Vervolgens op dinsdag een boomgaard, als voorbereiding op de terugkeer van de roodkopklauwier.
Op woensdag de moerasparelmoervlinder en het blauwgrasland dat hij nodig heeft
En op donderdag (met de meeste stemmen, en dus in top) de roodkopklauwier – een zangvogel die weliswaar schattig oogt, maar zich volgens Wikipedia voedt met jonge muizen en kleine vogels.
Met acrylverf in zwart en rood ontstond een overweldigend brok verdwenen natuur terug in Nederland, op een muur in Amstelveen.

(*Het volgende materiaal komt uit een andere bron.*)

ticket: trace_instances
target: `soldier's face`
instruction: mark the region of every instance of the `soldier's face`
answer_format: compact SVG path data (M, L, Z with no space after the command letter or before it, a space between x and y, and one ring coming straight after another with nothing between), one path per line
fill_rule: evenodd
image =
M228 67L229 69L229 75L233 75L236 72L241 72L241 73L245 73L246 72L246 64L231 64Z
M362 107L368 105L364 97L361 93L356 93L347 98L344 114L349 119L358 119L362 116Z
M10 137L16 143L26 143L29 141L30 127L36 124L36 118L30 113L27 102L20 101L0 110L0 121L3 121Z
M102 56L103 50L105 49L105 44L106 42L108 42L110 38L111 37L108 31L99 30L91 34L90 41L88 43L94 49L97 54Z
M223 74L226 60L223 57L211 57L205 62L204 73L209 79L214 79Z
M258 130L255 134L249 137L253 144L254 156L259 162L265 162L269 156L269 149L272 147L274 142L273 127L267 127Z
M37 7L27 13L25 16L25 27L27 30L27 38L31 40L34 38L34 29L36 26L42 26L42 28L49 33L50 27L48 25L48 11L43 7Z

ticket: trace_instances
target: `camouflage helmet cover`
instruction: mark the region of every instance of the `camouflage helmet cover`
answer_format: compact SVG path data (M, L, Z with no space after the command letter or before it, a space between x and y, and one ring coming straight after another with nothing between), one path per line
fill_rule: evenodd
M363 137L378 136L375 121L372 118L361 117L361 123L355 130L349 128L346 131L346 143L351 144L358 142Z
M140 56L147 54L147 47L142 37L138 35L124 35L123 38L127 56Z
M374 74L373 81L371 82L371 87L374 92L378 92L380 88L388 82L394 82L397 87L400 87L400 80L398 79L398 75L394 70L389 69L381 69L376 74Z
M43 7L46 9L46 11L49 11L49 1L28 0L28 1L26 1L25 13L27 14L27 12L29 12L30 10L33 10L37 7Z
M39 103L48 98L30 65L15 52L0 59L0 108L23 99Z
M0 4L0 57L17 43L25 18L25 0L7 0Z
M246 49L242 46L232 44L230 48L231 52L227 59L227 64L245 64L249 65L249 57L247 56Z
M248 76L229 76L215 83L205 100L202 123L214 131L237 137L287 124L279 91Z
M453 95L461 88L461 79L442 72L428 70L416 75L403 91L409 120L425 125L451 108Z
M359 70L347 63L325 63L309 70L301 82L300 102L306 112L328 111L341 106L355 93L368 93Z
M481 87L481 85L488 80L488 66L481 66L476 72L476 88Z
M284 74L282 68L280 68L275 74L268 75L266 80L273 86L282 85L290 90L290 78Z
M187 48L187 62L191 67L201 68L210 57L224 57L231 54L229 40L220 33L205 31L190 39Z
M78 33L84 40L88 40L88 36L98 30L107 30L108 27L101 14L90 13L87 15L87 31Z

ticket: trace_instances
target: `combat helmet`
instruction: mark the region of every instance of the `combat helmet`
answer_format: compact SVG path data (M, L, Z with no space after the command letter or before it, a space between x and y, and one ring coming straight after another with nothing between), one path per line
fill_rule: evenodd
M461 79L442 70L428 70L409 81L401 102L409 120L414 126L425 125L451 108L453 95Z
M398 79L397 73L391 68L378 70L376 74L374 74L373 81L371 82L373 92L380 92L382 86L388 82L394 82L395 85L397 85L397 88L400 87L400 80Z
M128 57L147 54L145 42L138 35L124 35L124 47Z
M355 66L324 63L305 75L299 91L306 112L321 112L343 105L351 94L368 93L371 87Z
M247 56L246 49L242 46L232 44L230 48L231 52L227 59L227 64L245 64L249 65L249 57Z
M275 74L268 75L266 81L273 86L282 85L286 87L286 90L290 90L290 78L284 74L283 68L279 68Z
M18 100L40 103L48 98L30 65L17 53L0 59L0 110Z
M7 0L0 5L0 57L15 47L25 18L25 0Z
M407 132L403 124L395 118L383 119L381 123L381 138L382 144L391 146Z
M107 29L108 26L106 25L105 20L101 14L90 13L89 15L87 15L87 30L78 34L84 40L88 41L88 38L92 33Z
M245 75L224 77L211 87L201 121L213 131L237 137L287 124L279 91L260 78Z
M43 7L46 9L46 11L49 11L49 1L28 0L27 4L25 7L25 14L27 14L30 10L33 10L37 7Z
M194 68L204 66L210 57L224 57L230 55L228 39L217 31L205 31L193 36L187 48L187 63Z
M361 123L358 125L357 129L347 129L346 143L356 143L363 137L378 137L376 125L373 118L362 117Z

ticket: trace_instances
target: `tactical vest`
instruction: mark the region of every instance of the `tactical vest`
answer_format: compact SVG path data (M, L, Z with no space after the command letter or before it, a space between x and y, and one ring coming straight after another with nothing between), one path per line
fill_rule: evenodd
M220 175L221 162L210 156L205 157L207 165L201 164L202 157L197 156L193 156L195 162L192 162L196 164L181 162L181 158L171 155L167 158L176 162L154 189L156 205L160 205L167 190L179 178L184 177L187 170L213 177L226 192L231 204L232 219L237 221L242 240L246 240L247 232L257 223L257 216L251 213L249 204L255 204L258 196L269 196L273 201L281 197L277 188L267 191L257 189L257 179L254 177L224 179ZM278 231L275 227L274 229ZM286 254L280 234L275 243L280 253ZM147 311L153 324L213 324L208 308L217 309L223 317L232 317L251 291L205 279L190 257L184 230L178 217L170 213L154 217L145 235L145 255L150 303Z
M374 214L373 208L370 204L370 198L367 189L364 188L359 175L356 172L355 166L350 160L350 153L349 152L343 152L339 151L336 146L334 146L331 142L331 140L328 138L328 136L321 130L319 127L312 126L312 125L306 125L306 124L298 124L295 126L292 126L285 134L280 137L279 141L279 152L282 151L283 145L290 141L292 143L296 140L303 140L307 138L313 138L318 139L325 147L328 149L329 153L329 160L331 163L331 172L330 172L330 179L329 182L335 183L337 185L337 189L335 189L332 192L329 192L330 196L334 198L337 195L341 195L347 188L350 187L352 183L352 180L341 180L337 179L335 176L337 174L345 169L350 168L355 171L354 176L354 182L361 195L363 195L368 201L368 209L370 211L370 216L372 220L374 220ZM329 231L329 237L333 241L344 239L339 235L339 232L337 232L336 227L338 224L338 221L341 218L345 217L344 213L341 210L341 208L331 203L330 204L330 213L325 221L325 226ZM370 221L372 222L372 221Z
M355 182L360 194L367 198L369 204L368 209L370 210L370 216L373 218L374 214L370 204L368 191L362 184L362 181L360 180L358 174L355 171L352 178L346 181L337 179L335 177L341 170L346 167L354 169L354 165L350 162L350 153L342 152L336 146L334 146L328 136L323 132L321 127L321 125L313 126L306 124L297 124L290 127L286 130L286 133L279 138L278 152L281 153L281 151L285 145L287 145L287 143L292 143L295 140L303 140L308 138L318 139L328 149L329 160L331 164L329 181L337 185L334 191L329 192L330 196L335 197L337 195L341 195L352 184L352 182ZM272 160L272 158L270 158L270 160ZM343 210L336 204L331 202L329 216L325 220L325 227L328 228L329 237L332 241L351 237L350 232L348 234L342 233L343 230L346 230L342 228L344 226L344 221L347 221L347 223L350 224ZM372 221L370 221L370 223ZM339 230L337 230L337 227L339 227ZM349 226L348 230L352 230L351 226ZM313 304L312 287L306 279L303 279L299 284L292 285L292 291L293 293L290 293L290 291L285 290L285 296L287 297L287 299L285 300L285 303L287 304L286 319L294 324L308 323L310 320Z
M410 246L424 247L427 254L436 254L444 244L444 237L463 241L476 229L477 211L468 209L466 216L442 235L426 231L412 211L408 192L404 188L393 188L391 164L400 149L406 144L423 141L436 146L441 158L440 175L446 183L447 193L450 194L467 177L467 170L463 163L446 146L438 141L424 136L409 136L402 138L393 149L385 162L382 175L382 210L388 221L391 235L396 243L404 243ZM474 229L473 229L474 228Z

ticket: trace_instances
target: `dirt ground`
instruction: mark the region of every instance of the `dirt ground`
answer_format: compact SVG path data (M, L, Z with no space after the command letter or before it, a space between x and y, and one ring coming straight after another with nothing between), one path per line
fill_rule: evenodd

Bij de presentatie van de tekening bleken niet alleen species uit de enquête door de selectie te zijn gekomen: een wolf kijkt stoïcijns de tekening uit, en iets verderop kruipt een huiskat juist de tekening in. De inbreng van medewerkers was daarmee groter dan van tevoren beraamd: de wolf werd door een medewerker aan het formulier toegevoegd, en een andere medewerker had gewag gemaakt van zijn eigen kat die verdwenen was. Wolf en kat dus ook terug in de backyard, de macht van de scheppende tekenaar blijkt onbegrensd.
De boodschap van Helen Frik indachtig zal ik kunst en natuur niet verwarren. Maar vergelijken is geen verwarren. Als ik mocht kiezen tussen een wat onooglijke ‘onopvallende schotelkorst’ en de sprankelende muurtekening van Babette Wagenvoort, dan wist ik het wel.